A metà degli Anni Settanta un gruppo di accademiche a Roma di cui facevo parte fondò la rivista di feminist studies DWF focalizzata sulle distorsioni maschio-centriche presenti in tutti gli ambiti del sapere. Sembrava sufficiente decomporre questo meccanismo evidenziandone le distorsioni. A nostro avviso avrebbe automaticamente risolto il problema delle millenarie esclusioni e penalizzazioni subite dalle donne quasi ovunque. Bastava che le donne medesime ne prendessero coscienza per far presente un altro punto di vista. Le cosiddette “quote rosa” in ambito femminista facevano orrore, non ce n’era bisogno per far valere le nostre qualità. A distanza di più di 40 anni dobbiamo ammettere che così non fu. La partecipazione delle donne in tutti gli ambiti – dalla politica, alla scienza, dall’economia all’arte – rimane tuttora molto sbilanciata a loro sfavore. La prima reazione da parte maschile fu uno sconcerto generalizzato, seguito da infinte forme di autodifesa e arroccamenti sulle proprie posizioni. Spesso anche da parte delle donne più giovani venivano critiche aspre. Magari era solo un normalissimo fenomeno generazionale però ci sembravano atteggiamenti ingenerosi visto che le nostre lotte, spesso pagate care in termini di vita privata, avevano ampliato i loro diritti e alleggerito il loro stile di vita.

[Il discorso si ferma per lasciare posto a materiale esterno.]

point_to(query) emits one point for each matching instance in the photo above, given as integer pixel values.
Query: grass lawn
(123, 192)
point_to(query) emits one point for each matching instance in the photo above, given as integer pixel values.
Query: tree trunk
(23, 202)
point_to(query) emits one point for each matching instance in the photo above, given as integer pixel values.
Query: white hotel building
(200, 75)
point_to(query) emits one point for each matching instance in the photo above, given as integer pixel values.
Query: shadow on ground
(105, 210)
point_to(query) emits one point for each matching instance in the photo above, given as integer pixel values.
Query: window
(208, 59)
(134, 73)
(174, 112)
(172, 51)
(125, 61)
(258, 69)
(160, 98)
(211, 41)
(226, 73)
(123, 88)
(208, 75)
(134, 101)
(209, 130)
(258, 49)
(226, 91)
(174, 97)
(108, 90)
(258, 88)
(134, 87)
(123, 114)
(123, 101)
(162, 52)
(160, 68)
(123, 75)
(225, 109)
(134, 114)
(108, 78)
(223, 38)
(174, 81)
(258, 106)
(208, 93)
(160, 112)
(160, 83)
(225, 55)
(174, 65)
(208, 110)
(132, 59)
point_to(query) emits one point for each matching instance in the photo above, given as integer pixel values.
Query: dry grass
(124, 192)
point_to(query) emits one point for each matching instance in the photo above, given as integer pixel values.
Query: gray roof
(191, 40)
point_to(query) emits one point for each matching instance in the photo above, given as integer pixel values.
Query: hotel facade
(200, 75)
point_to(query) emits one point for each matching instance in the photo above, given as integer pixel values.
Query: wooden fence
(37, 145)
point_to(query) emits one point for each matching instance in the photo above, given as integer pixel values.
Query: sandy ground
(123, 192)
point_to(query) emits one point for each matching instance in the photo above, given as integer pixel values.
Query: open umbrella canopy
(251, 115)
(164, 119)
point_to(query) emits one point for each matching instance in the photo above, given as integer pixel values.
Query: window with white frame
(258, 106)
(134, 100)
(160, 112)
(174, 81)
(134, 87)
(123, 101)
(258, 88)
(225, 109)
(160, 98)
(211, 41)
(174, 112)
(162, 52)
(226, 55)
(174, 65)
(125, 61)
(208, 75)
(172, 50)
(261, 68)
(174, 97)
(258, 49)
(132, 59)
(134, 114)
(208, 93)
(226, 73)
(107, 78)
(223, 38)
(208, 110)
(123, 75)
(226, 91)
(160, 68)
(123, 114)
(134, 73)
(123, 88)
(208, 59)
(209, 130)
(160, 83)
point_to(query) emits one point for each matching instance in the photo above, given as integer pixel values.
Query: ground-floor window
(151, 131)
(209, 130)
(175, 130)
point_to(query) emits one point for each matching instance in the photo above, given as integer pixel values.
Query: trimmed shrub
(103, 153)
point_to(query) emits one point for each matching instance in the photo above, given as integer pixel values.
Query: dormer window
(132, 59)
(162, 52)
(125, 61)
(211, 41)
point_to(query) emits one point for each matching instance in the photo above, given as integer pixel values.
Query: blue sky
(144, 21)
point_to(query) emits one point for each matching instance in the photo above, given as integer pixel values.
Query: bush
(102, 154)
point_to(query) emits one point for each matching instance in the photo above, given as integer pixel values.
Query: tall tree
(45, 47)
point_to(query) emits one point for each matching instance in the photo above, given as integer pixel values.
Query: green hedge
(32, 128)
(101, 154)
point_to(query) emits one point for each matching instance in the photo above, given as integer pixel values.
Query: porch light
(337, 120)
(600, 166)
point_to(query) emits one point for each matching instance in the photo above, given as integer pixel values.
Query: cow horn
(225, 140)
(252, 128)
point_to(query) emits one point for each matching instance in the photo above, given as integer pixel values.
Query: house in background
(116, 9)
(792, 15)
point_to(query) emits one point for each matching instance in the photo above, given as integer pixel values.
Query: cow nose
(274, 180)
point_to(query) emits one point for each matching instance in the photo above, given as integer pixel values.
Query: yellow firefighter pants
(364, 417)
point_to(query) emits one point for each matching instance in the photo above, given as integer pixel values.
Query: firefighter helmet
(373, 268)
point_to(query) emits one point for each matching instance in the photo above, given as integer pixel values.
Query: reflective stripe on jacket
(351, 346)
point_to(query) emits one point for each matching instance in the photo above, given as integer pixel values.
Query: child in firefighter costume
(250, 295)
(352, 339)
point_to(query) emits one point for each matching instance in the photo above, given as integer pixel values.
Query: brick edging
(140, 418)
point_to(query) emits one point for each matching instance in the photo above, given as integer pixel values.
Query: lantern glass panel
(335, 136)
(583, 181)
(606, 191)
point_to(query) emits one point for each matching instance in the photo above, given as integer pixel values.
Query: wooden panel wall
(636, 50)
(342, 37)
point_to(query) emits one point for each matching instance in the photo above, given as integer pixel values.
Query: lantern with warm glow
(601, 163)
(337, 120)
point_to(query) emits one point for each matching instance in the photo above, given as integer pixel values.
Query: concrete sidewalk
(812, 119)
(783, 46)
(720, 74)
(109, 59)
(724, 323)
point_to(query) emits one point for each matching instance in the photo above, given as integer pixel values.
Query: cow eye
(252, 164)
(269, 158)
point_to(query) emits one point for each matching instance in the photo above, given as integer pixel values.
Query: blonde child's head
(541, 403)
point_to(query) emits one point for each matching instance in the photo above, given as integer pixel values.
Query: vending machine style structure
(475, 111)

Penso che alle giovani ragazze di oggi servano modelli di donne forti, figure su cui proiettarsi. Da alcuni anni ho anche cambiato idea sulle “quote”, ora le ritengo indispensabili se vogliamo che questa società pietrificata cambi in direzione di una maggiore equità. Ciò non gioverebbe solo alle donne, ma all’umanità nel suo insieme.